It’s a damn good question, I think. However, even assuming complete competence and dedication to duty on the part of the attorney and the original title search team / organization, it would seem to me that a problem with the title could surface at some point after their title search turned up no problems. I’ve also never heard of it happening, other than possible allusions to it at one time or another when I was a child and not paying attention to this stuff. But if the problem doesn’t show up until after the close, and if you can’t prove malfeasance, dereliction of duty or incompetence on the title searchers (and I would imagine that the time, trouble and expense to simply investigate that would be high), then it’s all on you, isn’t it? Sure, you could sue whoever had withheld material information, lied or destroyed evidence (all of that being difficult to prove: how do you prove “missing evidence”?), but that person may already be bankrupt.
I can even imagine instances where things like this might happen. Your title search is done prior to the closing, and between the completion of a successful and satisfactory title search and the close, what if the seller gets foreclosed upon? Or there was a lien placed against the property that hadn’t yet been recorded at the time of the search?
In a sort-of-related incident from my own childhood (I was ten at the time, so the details, which were never made explicit to me, are now even hazier), we were about to buy a new home. In fact, I’m sure that we had made an offer and it had been accepted. We were buying the home in a relatively new development, from the builder.

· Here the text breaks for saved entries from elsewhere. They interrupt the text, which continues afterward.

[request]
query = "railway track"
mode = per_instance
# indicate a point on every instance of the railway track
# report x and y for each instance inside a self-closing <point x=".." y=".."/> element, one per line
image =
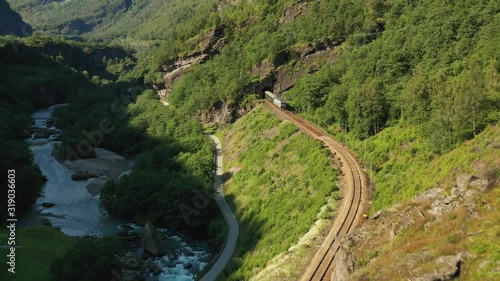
<point x="351" y="211"/>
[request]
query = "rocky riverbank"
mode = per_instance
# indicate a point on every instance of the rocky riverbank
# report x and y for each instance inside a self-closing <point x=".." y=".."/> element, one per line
<point x="107" y="165"/>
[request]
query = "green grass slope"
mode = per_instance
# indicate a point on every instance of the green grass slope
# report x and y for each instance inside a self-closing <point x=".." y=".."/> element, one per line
<point x="38" y="248"/>
<point x="281" y="179"/>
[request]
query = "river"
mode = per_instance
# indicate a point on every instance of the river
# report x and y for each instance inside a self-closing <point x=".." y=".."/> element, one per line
<point x="76" y="212"/>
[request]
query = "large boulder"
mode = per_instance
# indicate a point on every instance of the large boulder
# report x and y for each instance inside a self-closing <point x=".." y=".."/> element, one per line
<point x="83" y="175"/>
<point x="151" y="242"/>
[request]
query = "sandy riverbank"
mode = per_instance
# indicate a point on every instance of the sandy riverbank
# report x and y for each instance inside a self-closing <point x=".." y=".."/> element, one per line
<point x="107" y="165"/>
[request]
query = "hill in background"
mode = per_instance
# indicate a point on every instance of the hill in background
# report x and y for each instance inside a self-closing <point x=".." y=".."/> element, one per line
<point x="11" y="22"/>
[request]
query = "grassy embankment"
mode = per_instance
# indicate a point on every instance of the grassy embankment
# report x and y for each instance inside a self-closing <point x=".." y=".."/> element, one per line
<point x="277" y="181"/>
<point x="416" y="248"/>
<point x="38" y="248"/>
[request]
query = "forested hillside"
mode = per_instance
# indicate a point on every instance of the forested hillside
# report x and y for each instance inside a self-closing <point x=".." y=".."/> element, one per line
<point x="405" y="84"/>
<point x="11" y="22"/>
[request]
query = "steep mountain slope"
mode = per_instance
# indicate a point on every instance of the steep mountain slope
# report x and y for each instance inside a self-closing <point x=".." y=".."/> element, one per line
<point x="109" y="19"/>
<point x="447" y="232"/>
<point x="11" y="22"/>
<point x="283" y="190"/>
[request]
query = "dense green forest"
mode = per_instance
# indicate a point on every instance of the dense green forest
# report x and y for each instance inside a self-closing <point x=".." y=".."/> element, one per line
<point x="410" y="83"/>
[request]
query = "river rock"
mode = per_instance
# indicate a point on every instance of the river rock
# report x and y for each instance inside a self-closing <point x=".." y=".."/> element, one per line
<point x="95" y="185"/>
<point x="132" y="263"/>
<point x="48" y="205"/>
<point x="151" y="242"/>
<point x="83" y="175"/>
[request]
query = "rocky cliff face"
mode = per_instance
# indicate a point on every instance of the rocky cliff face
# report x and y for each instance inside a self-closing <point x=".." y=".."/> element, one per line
<point x="428" y="238"/>
<point x="209" y="44"/>
<point x="11" y="22"/>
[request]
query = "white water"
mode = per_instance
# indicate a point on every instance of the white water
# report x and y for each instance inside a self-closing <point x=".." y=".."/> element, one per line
<point x="77" y="212"/>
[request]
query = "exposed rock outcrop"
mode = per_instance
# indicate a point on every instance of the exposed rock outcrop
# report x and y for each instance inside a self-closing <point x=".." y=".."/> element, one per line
<point x="151" y="242"/>
<point x="447" y="267"/>
<point x="209" y="44"/>
<point x="439" y="216"/>
<point x="294" y="11"/>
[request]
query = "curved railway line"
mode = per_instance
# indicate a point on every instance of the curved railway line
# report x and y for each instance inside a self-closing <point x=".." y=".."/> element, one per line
<point x="356" y="196"/>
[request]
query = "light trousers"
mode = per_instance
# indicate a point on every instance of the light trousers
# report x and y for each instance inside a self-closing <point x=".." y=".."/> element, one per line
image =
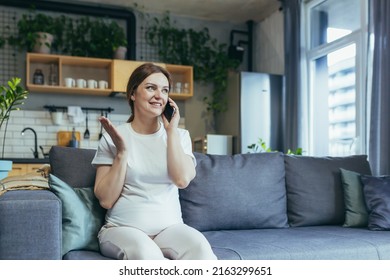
<point x="177" y="242"/>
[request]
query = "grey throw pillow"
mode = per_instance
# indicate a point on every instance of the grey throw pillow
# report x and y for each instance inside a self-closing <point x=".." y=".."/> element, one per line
<point x="356" y="214"/>
<point x="243" y="191"/>
<point x="377" y="196"/>
<point x="314" y="190"/>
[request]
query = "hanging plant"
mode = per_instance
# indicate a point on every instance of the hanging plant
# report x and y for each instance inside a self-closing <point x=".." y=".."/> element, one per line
<point x="209" y="58"/>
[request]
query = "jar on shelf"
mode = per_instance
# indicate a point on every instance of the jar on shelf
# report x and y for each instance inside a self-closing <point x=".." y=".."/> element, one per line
<point x="53" y="76"/>
<point x="186" y="88"/>
<point x="38" y="78"/>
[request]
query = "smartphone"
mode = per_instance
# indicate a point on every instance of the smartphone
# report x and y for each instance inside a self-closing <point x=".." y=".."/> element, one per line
<point x="169" y="111"/>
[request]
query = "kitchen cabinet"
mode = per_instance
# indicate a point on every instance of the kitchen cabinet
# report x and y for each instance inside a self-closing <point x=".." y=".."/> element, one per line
<point x="24" y="168"/>
<point x="116" y="72"/>
<point x="68" y="67"/>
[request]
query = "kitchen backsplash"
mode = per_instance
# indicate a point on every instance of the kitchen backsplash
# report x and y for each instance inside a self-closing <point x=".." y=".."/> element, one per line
<point x="22" y="146"/>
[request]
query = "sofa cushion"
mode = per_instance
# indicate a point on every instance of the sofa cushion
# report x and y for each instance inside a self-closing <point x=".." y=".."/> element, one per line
<point x="377" y="196"/>
<point x="78" y="171"/>
<point x="314" y="191"/>
<point x="356" y="214"/>
<point x="82" y="216"/>
<point x="243" y="191"/>
<point x="300" y="243"/>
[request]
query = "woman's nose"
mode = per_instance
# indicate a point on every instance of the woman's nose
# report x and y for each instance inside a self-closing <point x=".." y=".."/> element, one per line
<point x="158" y="93"/>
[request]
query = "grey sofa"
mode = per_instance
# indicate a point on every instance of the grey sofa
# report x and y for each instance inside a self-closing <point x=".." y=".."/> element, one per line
<point x="249" y="206"/>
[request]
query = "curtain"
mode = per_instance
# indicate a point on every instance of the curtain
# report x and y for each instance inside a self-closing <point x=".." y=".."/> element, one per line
<point x="379" y="134"/>
<point x="292" y="49"/>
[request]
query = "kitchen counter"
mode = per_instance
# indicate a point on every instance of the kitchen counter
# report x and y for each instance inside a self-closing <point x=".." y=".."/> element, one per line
<point x="29" y="160"/>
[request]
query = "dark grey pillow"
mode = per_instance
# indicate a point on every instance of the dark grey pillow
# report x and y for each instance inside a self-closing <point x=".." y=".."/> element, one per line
<point x="377" y="196"/>
<point x="314" y="188"/>
<point x="73" y="165"/>
<point x="243" y="191"/>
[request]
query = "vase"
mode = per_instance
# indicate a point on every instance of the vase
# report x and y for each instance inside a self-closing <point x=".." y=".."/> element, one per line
<point x="120" y="53"/>
<point x="43" y="43"/>
<point x="5" y="168"/>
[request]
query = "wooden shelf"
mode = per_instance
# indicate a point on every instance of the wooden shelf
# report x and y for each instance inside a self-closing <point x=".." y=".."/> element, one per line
<point x="115" y="72"/>
<point x="68" y="66"/>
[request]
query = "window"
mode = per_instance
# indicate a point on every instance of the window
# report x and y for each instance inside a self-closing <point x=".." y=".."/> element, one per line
<point x="335" y="54"/>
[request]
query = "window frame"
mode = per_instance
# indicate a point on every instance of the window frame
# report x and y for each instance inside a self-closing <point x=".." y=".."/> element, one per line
<point x="357" y="37"/>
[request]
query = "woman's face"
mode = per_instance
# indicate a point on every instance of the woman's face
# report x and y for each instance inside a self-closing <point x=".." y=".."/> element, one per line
<point x="151" y="95"/>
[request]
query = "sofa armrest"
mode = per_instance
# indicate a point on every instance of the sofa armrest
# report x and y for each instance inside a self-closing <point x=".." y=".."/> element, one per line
<point x="30" y="225"/>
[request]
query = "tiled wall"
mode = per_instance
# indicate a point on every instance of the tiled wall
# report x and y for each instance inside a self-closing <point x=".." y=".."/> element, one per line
<point x="19" y="146"/>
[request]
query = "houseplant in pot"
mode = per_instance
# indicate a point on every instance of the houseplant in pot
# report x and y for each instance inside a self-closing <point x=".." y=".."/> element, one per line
<point x="12" y="96"/>
<point x="118" y="41"/>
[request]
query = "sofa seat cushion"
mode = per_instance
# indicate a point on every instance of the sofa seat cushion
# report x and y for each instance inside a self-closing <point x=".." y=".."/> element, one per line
<point x="243" y="191"/>
<point x="84" y="255"/>
<point x="301" y="243"/>
<point x="30" y="225"/>
<point x="314" y="188"/>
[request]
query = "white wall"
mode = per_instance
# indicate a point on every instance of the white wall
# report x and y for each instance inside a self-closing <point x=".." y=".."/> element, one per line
<point x="269" y="48"/>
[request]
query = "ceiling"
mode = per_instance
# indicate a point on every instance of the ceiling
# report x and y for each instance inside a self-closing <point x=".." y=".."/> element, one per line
<point x="214" y="10"/>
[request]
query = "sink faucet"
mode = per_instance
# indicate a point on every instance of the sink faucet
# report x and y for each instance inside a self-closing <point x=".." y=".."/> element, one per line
<point x="35" y="151"/>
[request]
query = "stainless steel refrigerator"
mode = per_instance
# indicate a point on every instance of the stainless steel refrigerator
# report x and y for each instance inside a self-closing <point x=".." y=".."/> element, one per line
<point x="254" y="110"/>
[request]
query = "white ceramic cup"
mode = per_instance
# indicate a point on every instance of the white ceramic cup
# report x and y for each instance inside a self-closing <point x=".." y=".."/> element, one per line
<point x="92" y="84"/>
<point x="103" y="84"/>
<point x="69" y="82"/>
<point x="81" y="83"/>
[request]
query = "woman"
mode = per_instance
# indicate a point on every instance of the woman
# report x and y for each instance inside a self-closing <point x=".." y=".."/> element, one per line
<point x="140" y="167"/>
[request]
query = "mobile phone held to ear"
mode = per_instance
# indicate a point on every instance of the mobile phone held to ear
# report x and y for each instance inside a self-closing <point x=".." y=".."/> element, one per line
<point x="169" y="111"/>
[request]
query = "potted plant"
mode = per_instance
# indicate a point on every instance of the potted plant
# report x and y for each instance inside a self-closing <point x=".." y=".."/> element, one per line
<point x="11" y="97"/>
<point x="118" y="40"/>
<point x="37" y="32"/>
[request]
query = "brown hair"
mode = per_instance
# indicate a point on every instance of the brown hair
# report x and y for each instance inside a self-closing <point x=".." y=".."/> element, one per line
<point x="138" y="76"/>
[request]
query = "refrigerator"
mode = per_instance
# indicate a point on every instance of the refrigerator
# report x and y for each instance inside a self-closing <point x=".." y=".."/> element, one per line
<point x="254" y="110"/>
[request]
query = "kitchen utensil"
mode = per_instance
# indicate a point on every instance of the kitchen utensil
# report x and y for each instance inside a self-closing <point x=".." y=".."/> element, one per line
<point x="86" y="133"/>
<point x="63" y="137"/>
<point x="101" y="128"/>
<point x="45" y="155"/>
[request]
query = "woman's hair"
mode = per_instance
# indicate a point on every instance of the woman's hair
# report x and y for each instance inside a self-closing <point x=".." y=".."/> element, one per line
<point x="138" y="76"/>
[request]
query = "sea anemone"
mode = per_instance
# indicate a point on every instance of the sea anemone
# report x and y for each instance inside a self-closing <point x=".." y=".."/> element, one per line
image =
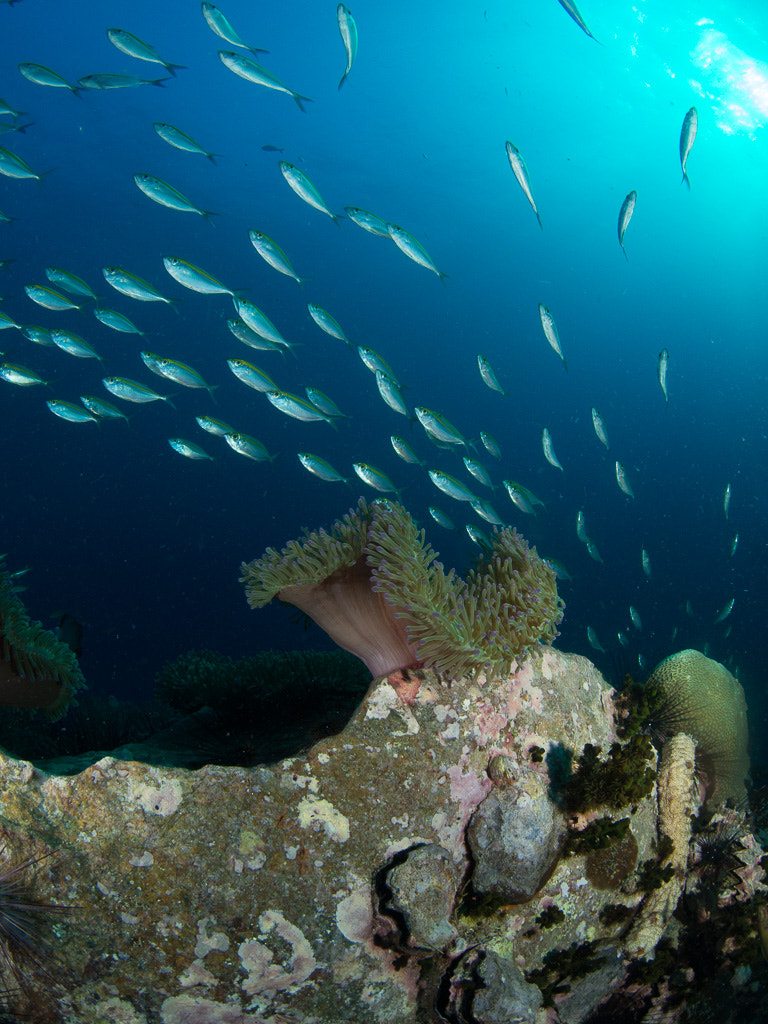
<point x="372" y="583"/>
<point x="36" y="669"/>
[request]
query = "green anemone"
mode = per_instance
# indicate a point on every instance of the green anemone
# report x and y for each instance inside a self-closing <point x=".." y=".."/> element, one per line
<point x="372" y="582"/>
<point x="36" y="669"/>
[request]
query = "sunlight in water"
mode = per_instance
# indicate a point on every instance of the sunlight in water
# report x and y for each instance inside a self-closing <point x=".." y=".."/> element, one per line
<point x="735" y="83"/>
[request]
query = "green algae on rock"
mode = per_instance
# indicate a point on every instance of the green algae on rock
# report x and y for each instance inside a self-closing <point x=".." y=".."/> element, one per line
<point x="36" y="669"/>
<point x="691" y="693"/>
<point x="372" y="583"/>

But it was winter time in New England, and we didn’t know at the time how close to bankruptcy the builder was. Since he had a buyer and figured he could “skate” until closing, he allowed the fuel oil to run out… in December. By the time my parents made their final walk-through (prior to close, I’m sure), my father discovered that the house – and all of the plumbing – was frozen. (I believe that we had even moved some furniture into the house, since Dad did all of our moving, and the house was only about 10–15 miles from our then-current house.) By that time, the thaw and disaster had begun, and I think my folks actually needed a lawyer to extricate themselves from the purchase commitment at that point.